Internationally celebrated landscape architect Kotchakorn Voraakhom will serve a year-long appointment as designer-in-residence for the Pulitzer Arts Foundation and the Sam Fox School of Design & Visual Arts at Washington University in St. Louis.

Voraakhom is founder of the Bangkok-based design firm Landprocess, as well as the nonprofit Porous City Network. Her work centers on designing productive urban green spaces that alleviate the effects of climate change in at-risk communities. 

Major projects include Bangkok’s Chulalongkorn University Centenary Park, which can collect and store up to a million gallons of runoff and flood water; the Thammasat University Urban Rooftop Farm, the largest urban rooftop farm in Asia; and Chao Phraya Sky Park, a pedestrian walkway and elevated garden installed on an abandoned bridge over the Chao Phraya River.

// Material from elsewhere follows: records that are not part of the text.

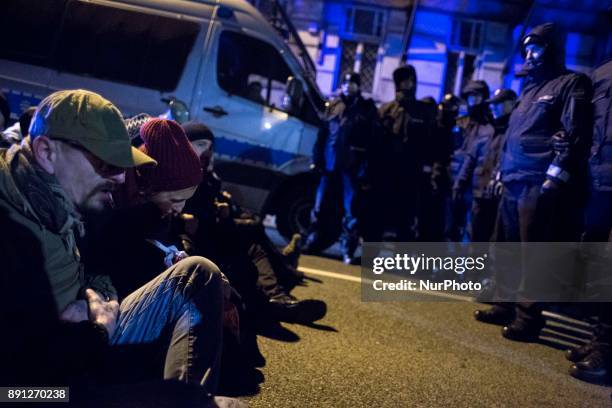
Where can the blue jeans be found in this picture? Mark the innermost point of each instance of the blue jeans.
(183, 308)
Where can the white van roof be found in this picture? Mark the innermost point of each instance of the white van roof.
(204, 9)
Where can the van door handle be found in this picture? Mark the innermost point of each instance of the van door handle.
(216, 111)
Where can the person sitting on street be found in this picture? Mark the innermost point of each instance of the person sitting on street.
(235, 239)
(75, 157)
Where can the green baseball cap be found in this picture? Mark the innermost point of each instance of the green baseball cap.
(89, 120)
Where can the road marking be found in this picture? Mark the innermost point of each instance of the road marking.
(357, 279)
(331, 274)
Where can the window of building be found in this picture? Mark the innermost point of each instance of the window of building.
(467, 34)
(364, 21)
(251, 68)
(99, 41)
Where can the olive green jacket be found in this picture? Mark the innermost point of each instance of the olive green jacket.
(33, 199)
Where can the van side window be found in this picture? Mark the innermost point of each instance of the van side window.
(101, 42)
(252, 69)
(29, 29)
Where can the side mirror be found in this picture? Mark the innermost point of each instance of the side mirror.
(294, 95)
(177, 110)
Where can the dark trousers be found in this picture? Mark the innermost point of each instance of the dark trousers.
(432, 212)
(598, 227)
(329, 186)
(184, 305)
(528, 215)
(484, 214)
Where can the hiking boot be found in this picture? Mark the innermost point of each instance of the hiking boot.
(495, 315)
(593, 368)
(579, 353)
(293, 250)
(523, 330)
(287, 308)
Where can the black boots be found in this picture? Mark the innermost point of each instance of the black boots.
(497, 314)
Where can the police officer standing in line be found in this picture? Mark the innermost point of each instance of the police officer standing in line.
(480, 164)
(593, 361)
(541, 199)
(435, 185)
(477, 130)
(341, 154)
(406, 123)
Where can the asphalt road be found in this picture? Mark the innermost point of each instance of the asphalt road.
(407, 354)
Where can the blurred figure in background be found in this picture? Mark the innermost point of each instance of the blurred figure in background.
(406, 123)
(341, 154)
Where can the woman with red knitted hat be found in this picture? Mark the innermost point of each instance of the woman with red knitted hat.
(139, 242)
(178, 172)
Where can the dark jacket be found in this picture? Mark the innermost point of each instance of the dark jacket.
(118, 242)
(475, 170)
(600, 161)
(407, 126)
(40, 274)
(344, 142)
(553, 100)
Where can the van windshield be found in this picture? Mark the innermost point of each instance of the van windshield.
(131, 47)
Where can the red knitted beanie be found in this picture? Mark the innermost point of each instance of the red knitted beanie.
(178, 166)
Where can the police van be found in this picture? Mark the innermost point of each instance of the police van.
(217, 61)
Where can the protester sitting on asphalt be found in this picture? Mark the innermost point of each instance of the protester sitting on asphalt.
(226, 233)
(75, 157)
(16, 132)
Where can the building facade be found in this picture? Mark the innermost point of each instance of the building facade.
(448, 41)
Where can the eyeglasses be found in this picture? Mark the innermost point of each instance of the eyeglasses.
(101, 167)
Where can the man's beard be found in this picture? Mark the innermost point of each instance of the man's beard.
(107, 205)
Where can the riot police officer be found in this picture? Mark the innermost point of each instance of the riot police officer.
(341, 154)
(406, 122)
(593, 362)
(480, 163)
(476, 129)
(435, 185)
(542, 193)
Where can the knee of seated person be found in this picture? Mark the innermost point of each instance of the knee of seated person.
(197, 270)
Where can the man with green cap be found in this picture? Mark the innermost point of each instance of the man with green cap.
(60, 324)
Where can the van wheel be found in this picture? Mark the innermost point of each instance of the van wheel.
(293, 216)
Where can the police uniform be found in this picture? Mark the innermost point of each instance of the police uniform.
(342, 154)
(554, 101)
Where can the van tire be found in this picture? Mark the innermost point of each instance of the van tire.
(293, 216)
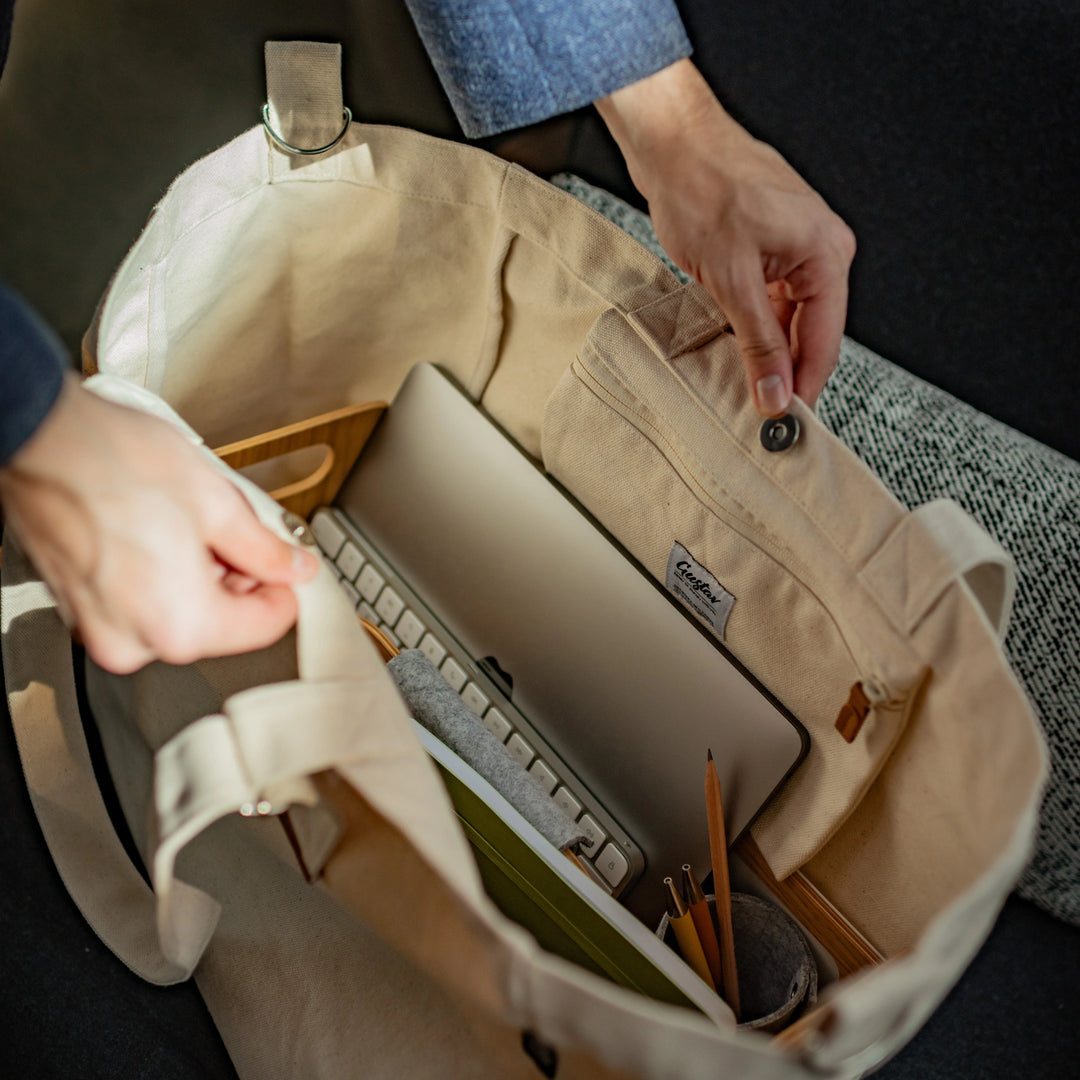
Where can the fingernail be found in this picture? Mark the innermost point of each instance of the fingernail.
(772, 399)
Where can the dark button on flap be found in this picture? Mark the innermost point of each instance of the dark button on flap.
(779, 433)
(545, 1057)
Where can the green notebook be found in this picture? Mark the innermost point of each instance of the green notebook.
(569, 915)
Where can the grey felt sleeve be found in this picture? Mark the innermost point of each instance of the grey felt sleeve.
(434, 704)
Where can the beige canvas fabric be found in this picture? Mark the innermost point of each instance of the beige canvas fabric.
(268, 288)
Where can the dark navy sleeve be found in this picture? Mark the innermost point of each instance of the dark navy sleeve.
(7, 11)
(510, 63)
(32, 362)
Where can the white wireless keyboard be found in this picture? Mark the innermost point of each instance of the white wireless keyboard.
(385, 599)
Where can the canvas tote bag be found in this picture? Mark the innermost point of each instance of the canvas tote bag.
(270, 286)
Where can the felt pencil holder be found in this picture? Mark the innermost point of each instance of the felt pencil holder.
(778, 976)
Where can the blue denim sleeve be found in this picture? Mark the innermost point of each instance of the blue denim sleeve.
(510, 63)
(32, 362)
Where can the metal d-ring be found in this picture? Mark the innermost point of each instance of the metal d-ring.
(346, 115)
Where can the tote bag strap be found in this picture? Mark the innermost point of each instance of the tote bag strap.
(932, 548)
(342, 712)
(38, 670)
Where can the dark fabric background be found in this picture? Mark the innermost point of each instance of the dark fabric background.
(946, 135)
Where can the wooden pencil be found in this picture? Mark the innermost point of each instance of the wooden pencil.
(721, 885)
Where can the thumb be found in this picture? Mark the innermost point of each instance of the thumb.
(240, 540)
(763, 345)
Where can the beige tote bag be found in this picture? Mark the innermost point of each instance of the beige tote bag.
(270, 286)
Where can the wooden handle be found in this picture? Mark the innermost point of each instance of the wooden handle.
(343, 432)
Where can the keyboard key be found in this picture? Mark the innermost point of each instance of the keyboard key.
(454, 674)
(409, 629)
(594, 835)
(520, 750)
(327, 532)
(497, 724)
(370, 583)
(350, 562)
(433, 649)
(540, 771)
(475, 699)
(566, 801)
(389, 606)
(612, 864)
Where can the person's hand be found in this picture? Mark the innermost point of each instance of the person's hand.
(736, 216)
(149, 551)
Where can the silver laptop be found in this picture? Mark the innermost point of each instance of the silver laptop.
(603, 686)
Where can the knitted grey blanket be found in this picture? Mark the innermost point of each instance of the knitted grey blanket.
(925, 444)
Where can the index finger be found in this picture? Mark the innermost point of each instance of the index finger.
(763, 345)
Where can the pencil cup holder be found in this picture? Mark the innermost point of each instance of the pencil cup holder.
(778, 976)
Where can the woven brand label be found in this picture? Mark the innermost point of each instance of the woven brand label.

In fall 2021, Voraakhom served as a visiting professor in the Sam Fox School. She taught the seminar “Messy Fluid Urbanism,” which explored climate-related challenges in delta cities around the world and, spoke in the school’s Public Lecture Series in spring 2021. This summer, she will host WashU students in Bangkok as part of the 2022 Global Urbanism Studio, led by senior lecturer Jonathan Stitelman. The studio is the annual capstone for the university’s Graduate School of Architecture & Urban Design’s Master of Urban Design program.

Voraakhom’s appointment as designer-in-residence will begin July 1 and continue through the 2022-23 academic year. Organized around the topic “Ecologies of Access for Vulnerable Sites in St. Louis,” it will include nearly a month of local site visits and engagement activities. Voraakhom also will continue to serve as a visiting professor in the Sam Fox School, co-teaching a studio for the school’s Master of Landscape Architecture program in spring 2023 and participating in reviews, critiques and other aspects of university life. The residency will culminate with a public event later that spring.

This residency stems from the Pulitzer Arts Foundation and Sam Fox School of Design & Visual Arts at Washington University’s shared commitment to rethinking the future of St. Louis, and is one of several projects funded by an endowment created by Emily Rauh Pulitzer to support collaboration between the two institutions. It is organized by Derek Hoeferlin, WashU’s chair of landscape architecture and urban design, in conjunction with the Pulitzer’s Public Engagement Team and the Sam Fox School’s Office for Socially Engaged Practice.

Other recent collaborations between the Pulitzer and the Sam Fox School include the ASAP Fund, a series of grants designed to help artists navigate the COVID-19 pandemic; a residency by artist Jordan Weber; and several iterations of the PXSTL design competition.